Jakarta, Obsessionnews - Ketua Legiun Veteran Republik Indonesia (LVRI) wilayah DKI Jakarta Adi Mulyo meminta pemerintah lebih tegas dalam menangani terorisme di Indonesia. Aksi bom yang dilancarkan teroris tidak bisa dibiarkan terjadi terus menerus karena akan mengganggu upaya pembangunan. Pernyataan itu disampaikan Adi Mulyo di sela-sela peringatan Hari Ulang Tahun (HUT) LVRI ke-59 di kantornya di kawasan Duren Sawit, Jakarta Timur, Rabu (20/1/2016). "Kita itu mau rangkul negara bisanya terbangun kalau keadaan aman. Kalau keamanan tidak terjamin dengan adanya teroris atau radikalistis itu berarti ganggu sekali," ujar Adi kepada wartawan. Adi menyatakan perlunya revisi terhadap UU nomor 15 tahun 2003 tentang Pemberantasan Tindak Pidana Terorisme, sebagai penguatan terhadap instrumen hukum. Di dalam revisi itu pemerintah diminta perlu mengakomodir usulan supaya polisi dan aparat lainnya diberi kewenangan penangkapan sementara terhadap terduga teroris. "Kalau dicurigai apa salahnya daripada nanti dia meledak lagi meledak lagi.

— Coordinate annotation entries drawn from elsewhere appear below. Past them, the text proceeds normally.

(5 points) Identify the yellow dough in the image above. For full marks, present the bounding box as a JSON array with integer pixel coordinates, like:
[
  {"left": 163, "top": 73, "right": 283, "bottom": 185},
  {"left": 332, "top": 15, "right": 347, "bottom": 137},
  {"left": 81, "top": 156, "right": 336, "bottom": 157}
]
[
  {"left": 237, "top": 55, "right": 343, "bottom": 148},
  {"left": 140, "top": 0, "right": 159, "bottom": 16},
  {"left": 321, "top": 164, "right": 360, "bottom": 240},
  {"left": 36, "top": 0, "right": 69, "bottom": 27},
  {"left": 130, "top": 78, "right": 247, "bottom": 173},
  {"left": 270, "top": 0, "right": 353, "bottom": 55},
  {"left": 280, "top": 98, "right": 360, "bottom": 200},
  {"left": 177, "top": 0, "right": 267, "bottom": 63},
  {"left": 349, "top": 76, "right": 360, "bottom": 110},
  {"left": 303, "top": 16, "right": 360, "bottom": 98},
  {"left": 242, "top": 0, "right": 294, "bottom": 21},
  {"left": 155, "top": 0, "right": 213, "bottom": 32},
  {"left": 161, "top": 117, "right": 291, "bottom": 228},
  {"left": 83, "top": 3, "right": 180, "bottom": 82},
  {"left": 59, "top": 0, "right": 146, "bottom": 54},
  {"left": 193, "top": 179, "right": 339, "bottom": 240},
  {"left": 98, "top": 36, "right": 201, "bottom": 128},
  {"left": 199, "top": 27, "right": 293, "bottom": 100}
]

Nah nyatanya dicurigai setelah dicek tempatnya ternyata bahan peledaknya ada," katanya. Selain pembenahan pada sisi regulasi, menurut Adi pemerintah perlu juga melakukan pendekatan kesejahteraan untuk meminimalir timbulnya gerakan radikalisasi di Indonesia serta penguatan kesadaran masyarakat melalui pendidikan kewarganegaraan. "Sebagai orang tua berharap kedepan semua untuk membuat pemerintah ini aman yang dibutuhkan masyarakat itu kesejahteraan yaitu sandang, pangan, papan, keselarasan dan pendidikan," lanjut dia. Revisi UU Terorisme mengemuka usai Jakarta diserang kelompok teroris bersenjata, pekan lalu. Pemerintah pun mulai memikirkan tentang pentingnya melakukan upaya pencegahan dini. Dengan cara memberi kewenangan penangkapan sementara terhadap aparat keamanan. (Has)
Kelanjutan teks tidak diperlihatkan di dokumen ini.